A rep has agreed to sell directly to me but was worried of over pricing and wanted to see what y'all have bought from them to compare.

Currently trying to get some anuvia green trx as no one around me carries it. They said it's $40 per 50lb bag


----------



## Lawn_newbie (Jun 19, 2018)

That is pretty high.

I picked up GreenTRX for $20.68, Atlanta, Ewing Irrigation.


----------



## Jacob_S (May 22, 2018)

That is high, I am paying $23ish a bag for it at my local Ewing.


----------



## Thor865 (Mar 26, 2018)

@Lawn_newbie @Jacob_S what is the sgn you purchased? They offer it in mini, micro, regular which I believe is 60,95,155 sgn. Different pricing for each


----------



## DSchlauch (Jun 25, 2018)

@Thor865 I pay @ $21 for regular prill size at Ewing


----------



## Lawn_newbie (Jun 19, 2018)

@Thor865 The bag I have is regular which is 240SGN.

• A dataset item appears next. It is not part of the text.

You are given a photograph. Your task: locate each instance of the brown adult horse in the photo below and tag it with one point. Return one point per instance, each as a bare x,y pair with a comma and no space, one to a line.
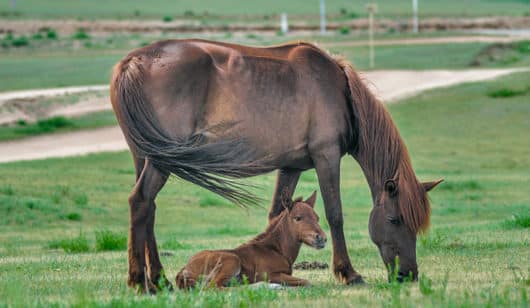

My pricing may also be a special. When I login to my Ewing portal it shows a price of $30.40. The price at the store was $20.68.


----------



## Thor865 (Mar 26, 2018)

Ok clarification on pricing.

Micro - $40.55 - Greens Grade 
Mini - $28.74 - 140 SGN - Fairway/Tees 
Standard - $24.05 - 260 SGN

that's including shipping. So not ideal but not too bad unless you go for the greens grade.


----------



## Lawn_newbie (Jun 19, 2018)

@Thor865 $24.05 plus shipping for 50lbs of product is not shabby. I would pay a few more bucks to not have to drive and pickup product.


----------